Note that I am NOT saying it is impossible to capture ANY water drop with only your shutter.
For example, using only your shutter, you very well might be able to freeze the motion of any of the following:
1) A water drop that has just left the faucet and only fallen half an inch. This would be moving at 0.5 mph, not 6mph, and thus could be captured without noticeable blur.
2) A water droplet that was sprayed into the air and is photographed at the top of its trajectory, where it is almost completely still. You might even be able to capture the motion of such a drop with as slow as a 1/500th of a second shutter, depending on circumstances.
3) A water droplet in freefall along with the camera (for instance, in space, or if the camera and droplet are both inside of a plane that is taking a nose dive)
4) A water droplet in a vacuum, where size is not determined by air resistance, and where a drop can be much larger and thus require less magnification.

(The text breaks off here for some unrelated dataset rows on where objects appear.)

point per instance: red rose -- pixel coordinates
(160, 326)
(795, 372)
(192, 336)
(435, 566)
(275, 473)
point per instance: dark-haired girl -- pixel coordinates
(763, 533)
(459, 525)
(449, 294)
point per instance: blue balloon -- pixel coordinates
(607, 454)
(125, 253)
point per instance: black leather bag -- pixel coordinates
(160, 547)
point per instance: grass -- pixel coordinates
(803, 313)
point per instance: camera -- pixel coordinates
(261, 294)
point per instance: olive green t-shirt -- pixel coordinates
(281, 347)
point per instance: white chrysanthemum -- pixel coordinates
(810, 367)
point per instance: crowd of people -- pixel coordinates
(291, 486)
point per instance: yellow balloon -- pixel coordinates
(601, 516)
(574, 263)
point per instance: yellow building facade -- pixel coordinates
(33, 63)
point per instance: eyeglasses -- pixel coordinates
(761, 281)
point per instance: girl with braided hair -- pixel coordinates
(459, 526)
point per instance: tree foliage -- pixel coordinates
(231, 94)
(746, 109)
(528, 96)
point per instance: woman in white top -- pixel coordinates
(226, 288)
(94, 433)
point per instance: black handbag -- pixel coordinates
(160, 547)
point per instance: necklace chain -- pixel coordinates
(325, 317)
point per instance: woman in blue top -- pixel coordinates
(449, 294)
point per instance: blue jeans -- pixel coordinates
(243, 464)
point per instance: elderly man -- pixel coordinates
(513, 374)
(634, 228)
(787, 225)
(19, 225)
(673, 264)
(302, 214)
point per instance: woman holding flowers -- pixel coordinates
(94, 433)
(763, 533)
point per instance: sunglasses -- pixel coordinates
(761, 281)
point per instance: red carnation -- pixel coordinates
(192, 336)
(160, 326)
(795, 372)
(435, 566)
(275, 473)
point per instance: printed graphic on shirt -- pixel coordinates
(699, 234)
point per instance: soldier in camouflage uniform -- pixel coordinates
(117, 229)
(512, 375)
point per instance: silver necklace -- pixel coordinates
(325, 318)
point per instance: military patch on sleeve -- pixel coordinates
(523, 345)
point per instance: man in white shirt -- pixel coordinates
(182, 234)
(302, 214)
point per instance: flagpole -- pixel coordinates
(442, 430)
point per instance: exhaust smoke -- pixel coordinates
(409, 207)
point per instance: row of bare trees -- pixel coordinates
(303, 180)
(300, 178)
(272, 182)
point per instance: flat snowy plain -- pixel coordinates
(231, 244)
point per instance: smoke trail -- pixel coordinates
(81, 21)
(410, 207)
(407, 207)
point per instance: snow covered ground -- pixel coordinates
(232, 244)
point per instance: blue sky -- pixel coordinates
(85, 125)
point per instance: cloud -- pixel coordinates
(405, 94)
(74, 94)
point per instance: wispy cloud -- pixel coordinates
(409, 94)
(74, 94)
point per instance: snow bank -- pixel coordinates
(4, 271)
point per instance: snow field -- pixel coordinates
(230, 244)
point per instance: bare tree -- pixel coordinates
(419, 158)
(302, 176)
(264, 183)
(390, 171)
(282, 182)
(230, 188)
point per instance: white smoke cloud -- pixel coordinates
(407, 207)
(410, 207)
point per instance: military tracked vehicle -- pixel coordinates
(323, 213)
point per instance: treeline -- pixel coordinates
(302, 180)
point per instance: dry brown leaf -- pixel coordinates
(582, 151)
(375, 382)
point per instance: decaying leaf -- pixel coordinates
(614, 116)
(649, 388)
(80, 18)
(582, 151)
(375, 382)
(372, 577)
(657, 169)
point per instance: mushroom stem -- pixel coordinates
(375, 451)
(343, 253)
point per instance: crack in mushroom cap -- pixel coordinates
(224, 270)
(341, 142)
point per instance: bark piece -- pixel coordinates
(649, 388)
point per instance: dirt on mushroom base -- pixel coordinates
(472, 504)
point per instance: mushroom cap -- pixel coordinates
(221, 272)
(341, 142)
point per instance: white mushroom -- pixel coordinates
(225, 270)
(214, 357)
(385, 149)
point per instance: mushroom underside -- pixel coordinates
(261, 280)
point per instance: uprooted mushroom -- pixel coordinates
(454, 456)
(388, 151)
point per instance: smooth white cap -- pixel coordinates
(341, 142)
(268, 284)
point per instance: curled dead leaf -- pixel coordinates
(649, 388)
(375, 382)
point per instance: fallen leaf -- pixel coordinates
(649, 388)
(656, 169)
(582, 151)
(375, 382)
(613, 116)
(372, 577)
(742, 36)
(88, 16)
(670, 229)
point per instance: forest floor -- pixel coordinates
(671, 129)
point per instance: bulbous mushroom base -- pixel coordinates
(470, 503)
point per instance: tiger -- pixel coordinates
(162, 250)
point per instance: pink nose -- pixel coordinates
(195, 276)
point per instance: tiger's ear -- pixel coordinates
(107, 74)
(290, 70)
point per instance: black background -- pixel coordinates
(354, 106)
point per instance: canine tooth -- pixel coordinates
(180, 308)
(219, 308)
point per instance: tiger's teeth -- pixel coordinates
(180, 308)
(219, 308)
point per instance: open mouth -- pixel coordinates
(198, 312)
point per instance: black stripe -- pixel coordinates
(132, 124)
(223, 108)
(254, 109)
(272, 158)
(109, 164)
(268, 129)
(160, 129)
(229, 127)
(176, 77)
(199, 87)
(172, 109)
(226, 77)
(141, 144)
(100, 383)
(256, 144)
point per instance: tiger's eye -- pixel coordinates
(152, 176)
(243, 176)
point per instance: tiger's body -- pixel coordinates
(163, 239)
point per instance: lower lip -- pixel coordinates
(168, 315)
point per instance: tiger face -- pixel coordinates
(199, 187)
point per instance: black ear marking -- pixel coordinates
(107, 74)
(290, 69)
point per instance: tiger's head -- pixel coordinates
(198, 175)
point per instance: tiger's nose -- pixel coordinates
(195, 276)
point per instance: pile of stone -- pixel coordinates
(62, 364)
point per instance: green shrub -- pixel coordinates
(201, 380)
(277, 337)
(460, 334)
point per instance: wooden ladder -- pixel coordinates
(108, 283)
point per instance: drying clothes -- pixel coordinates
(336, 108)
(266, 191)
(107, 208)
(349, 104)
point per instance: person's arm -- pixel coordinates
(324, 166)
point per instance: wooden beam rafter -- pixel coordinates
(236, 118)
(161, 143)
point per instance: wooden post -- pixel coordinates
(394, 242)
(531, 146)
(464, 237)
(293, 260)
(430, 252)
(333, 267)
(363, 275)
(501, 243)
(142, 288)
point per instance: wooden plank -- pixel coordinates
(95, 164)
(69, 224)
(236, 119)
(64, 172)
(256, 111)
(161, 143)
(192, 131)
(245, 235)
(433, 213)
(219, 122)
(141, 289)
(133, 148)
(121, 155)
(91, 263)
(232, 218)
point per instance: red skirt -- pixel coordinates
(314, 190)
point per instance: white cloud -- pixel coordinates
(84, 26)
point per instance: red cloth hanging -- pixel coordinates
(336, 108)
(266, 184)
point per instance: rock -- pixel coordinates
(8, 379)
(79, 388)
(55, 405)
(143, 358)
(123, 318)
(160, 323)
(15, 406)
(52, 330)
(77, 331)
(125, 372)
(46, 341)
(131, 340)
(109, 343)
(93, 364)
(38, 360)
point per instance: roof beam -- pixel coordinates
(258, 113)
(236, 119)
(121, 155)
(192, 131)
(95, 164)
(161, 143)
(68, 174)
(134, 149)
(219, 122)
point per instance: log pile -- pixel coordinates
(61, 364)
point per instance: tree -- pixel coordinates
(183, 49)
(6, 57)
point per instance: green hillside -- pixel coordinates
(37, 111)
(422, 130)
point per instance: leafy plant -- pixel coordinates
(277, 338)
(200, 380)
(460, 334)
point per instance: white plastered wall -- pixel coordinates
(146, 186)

5) A water drop that takes up a much smaller portion of your final print. For example, if the photo is a picture of children playing in a sprinkler, and the droplet only takes up 2 pixels, then its blur would only be 0.2 pixels of blur, which wont even be rendered. The fact that it is much smaller in the final print makes it easier to freeze its motion even at higher speeds.
6) A water drop that is so predictable that the camera can be made to pan downward (for example using a computerized stepper motor) and track its movement. This would reduce the relative movement from the point of view of the camera, effectively making the droplet act as if it were moving slower. With perfect tracking, you could potentially freeze motion with 1/50th of a second...
7) Who knows how many other situations?
But this is not about any of those. This is about the situation at hand: a drop of water that has fallen 1.5m (6mph), and is being magnified to take up 200 pixels in the final image.
I think what your arguing about is actually what you consider 'well enough to photograph it' was the point I was trying to make. Which I went on to say that I think you are trying to say there are better ways; ie closer to what you deem 'frozen'.
Frozen simply means "few enough PIXELS of motion blur (in the case of a quantum, digital image) in the final, distributed version of the image that the viewer cannot notice the blur."
For most people, this is going to end up being maybe 2-4 pixels of blur, tops, for it to be seen as frozen. That simply cannot be achieved for the given situation using shutter speed alone.